Rocco A. Del Carmine is a Principal Technology Security Specialist for AT&T reporting to the (CSO) Chief Security Office and has recently completed his twelfth year of service with AT&T Services, Inc.
Rocco’s technical and managerial responsibilities has spanned across all industry security domains in his thirty-two year IT Technology and Information Security career. He has designed and implemented a number of security programs. products, tools and solutions to minimize risk and exposure to a diverse number of corporations and business partners such as; PepsiCo, USCO Logistics, Bayer Pharmaceuticals, Sun Micro Systems, AstraZeneca and Nortel, including providing security-consulting services for U.S. Financial organizations. While at PepsiCo as the Senior Security Technical Manager, he managed staff concentration and career path expansion in the Information Security, Operations and Business Continuity domains. He assisted the Pepsi-Cola CSO directly in establishing Pepsi-Cola’s Information Security and Business Continuity programs, including the design, planning and implementation of logical security mainframe, midrange and handheld access control systems. As the Director of Information Security for USCO Logistics (3PL Logistics Solutions Provider), he managed staff concentration and career path expansion in several security domains and developed their Corporate Information Security and Business Continuity programs, including responsibility for facility physical security controls consisting of the design and implementation of security access control systems, alarms, metal detectors, surveillance and biometric security systems for Corporate headquarters, datacenters, offices and business partner subsidiary facilities domestically and internationally. As a Financial organization lead security consultant, he participated and directed teams in the IT audit domain for PCI-DSS audits including Third Party Suppliers.
Rocco joined Prodigy Corporation in 2000 as the Directory of Information Security and developed an ISP security strategy, to minimize risk and exposure to Prodigy and customer information assets.
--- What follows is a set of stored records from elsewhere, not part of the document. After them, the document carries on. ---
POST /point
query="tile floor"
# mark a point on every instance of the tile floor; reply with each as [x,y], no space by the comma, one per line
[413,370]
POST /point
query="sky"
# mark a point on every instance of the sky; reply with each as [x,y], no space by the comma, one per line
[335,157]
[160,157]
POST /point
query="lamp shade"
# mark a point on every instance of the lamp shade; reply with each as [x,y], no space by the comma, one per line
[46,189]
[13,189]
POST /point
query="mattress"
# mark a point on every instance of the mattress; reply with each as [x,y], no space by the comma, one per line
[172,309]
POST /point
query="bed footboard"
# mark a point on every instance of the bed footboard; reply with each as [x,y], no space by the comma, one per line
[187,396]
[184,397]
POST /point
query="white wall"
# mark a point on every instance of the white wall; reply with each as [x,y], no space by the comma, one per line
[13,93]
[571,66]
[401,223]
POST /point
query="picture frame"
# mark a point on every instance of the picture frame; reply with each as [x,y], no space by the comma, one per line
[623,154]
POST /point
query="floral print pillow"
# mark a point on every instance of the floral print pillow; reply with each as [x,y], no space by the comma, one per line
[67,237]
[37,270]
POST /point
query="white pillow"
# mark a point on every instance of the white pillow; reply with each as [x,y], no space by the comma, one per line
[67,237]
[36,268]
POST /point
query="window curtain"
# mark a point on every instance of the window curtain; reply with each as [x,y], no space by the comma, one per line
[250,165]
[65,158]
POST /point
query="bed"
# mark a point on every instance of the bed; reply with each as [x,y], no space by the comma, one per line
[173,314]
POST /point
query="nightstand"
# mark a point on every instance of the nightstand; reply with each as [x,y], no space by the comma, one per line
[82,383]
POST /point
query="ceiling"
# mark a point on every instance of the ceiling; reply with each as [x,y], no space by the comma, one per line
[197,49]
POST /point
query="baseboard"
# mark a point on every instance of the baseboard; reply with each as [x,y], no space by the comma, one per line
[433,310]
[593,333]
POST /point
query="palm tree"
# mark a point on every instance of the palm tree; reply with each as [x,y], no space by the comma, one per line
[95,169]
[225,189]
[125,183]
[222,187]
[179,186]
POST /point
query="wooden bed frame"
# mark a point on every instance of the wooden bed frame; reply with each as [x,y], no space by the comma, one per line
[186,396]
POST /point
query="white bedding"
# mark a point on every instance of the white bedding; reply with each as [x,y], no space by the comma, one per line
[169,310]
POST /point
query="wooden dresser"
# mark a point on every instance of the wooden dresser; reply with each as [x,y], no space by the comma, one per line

He led a Third Party extensive security assessment engagement of Prodigy’s ISP Internet accessibility that included penetration testing to critical supporting infrastructure components, to evaluate and improve Prodigy’s Internet security posture where applicable and required. He shortly thereafter joined AT&T in early 2001 after AT&T acquired Prodigy. Rocco immediately stepped into the Senior Technical Security Manager role and assumed responsibility for AT&T Internet Services, with further expansion that included Prodigy, Internet Data Centers, AT&T Labs, Sterling Commerce and Yahoo! affiliates and business partners. In the seven year period in the Affiliate and Business Partner manager space, he managed 350+ projects both in an out of his immediate realm of responsibility, including subject matter expertise on several AT&T Chief Security Office Task Force teams.
In 2009, Rocco’s responsibility expanded to the Corporate Security Compliance domain and managed both technical and administrative staff concentration with regards to public facing Web Application layer testing, for AT&T’s portfolio of applications. His team successfully developed a new application compliance testing and review process and is currently being applied to AT&T public facing websites, portals, associated back-end applications and databases using a three-tier application layer approach. Rocco currently reports into the Chief Security Office “Supplier Review Team” organization with concentration on Third Party Supplier security compliance audits and provides extensive team security expertise and assistance where requested.
Rocco has held the Computer Systems Security Certification since 1990 and holds additional domestic and international certifications. Rocco has assisted local and Federal law enforcement agencies on a number of security investigative and forensic cases and for his efforts, has received several commendations from the F.B.I., Secret Service and Home Land Security agencies. He has developed a number of corporate security patents and in 2010 was appointed to the Executive Advisory Board of Directors of the American Board of Information Security and Computer Forensics (ABISCF). He is also a member of the American Board for Certification in Homeland Security, CHS®.
In February 2012, he acquired the Chief Information Security Officer Certification (C|CISO). This IT/Information Security certification acknowledges professional executive and technical career achievements in leading, designing, developing and enhancing Information Security Programs for small, mid-size and large diverse corporations. The C|CISO certification also recognizes an individual’s accumulated skills in developing and executing an information security management strategy in alignment with organizational goals.
In March 2012, he received the AT&T Business Unit Recognition Award for - Extraordinary Leadership Model "Focus on Results" in the area of Third Party Supplier audits and compliance. In August, he achieved the C|CISO “Roll of Honor” recognition credential that recognizes outstanding information security career achievements of industry security related colleagues around the world.
Rocco continues to spread the Information Security message to Public Schools, Universities and local Community organizations as part of his community service volunteering efforts.